Année B : jeudi 27e semaine ordinaire (litbo27j.18) 11 oct.
Lc 11, 5-13 ; Ga 3, 1-5 : ne menons pas une vie de schizophrène
Nous aimons évoquer nos racines chrétiennes; nous aimons nous en réclamer et, du même souffle, nous les récusons facilement ou les nions tout simplement quand elles exigent de nous des comportements «hors normes», des comportements aux odeurs évangéliques. Paul vient d’exprimer la même chose aux Galates : nous demandons l’Esprit-Saint […] et nous finissons par un [esprit] de chair. Aux Corinthiens (1 Co 5, 1-8), il écrivait qu’on entend dire partout qu’il y a chez vous un cas d’inconduite, une inconduite telle qu’on n’en voit même pas chez les païens […]. Vraiment, vous n’avez pas de quoi être fiers. L’évangile et l’esprit de Jésus ne permettent pas une double vie. Il n’est pas toujours facile d’avoir des gestes clairs, une parole claire. Qui a une parole à 100% claire ? Une parole à 100% baptismale ?

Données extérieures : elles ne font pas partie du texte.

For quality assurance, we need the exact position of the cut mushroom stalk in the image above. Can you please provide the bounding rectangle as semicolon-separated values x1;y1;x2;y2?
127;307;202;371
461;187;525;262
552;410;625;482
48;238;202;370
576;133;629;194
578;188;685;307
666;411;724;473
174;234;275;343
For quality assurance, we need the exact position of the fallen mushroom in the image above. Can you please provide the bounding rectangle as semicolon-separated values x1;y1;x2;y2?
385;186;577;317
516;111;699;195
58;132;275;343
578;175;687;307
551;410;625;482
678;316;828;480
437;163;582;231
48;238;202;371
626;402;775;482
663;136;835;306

Le baptême a modifié en nous notre ADN pour implanter en nous l'ADN de Jésus. Nous sommes fils de Dieu et agissons en fils de terrien, sans élévation spirituelle. Nous sommes « nés de nouveau » par le baptême et invités à être des hommes nouveaux. Dire que ta volonté soit faite sans vouloir qu’elle se réalise, c’est créer un véritable court-circuit en nous, une onde de choc. Nous désirons souvent autre chose que ce que nous demandons.
Il est souhaitable, demande Thérèse d’Avila à ses compagnes, que vous sachiez bien ce que vous demandez dans le Pater noster, de façon que, si le Père éternel veut bien vous l’accorder, vous n’alliez pas lui répondre par un insolent refus. Ainsi, examinez mûrement si votre demande est à faire. Autrement, ne la faites pas, et priez Sa Majesté de vous éclairer de sa lumière (Chemin de perfection, chapitre 30, § 3).

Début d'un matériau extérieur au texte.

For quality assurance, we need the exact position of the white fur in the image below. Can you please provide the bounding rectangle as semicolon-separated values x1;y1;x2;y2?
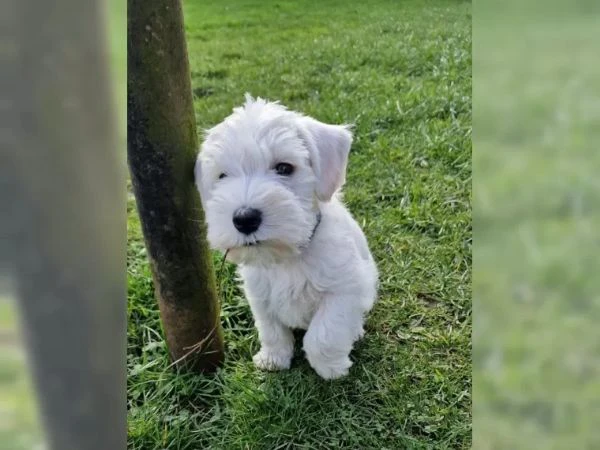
195;95;377;379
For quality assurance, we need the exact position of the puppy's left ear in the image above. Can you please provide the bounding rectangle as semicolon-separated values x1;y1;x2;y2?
299;117;352;202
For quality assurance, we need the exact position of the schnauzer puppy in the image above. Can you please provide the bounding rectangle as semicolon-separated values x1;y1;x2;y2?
195;95;377;379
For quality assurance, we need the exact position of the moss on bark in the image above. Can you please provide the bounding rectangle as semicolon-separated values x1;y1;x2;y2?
127;0;223;371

L’Esprit-Saint, demande Paul, l’avez-vous reçu pour avoir pratiqué la loi ou pour avoir écouté le message de la foi ? C’est un peu fou, observe Paul, de désirer une chose et de vivre d’autre chose. En langage médical, on appelle cette dichotomie la schizophrénie. C’est souffrir d’une double personnalité, une perte de contact avec la réalité. On dit telle chose et on pense ou agit autrement. On connait bien cette maladie en nous.
Que ce soit pour l’évocation de nos racines chrétiennes ou pour la demande de l’Esprit-Saint, ne pas porter les fruits, c’est dire que je ne veux pas être chrétien. Être saint. C’est mener une double vie. Hypocrite, martèle souvent le pape François dans ses homélies matinales.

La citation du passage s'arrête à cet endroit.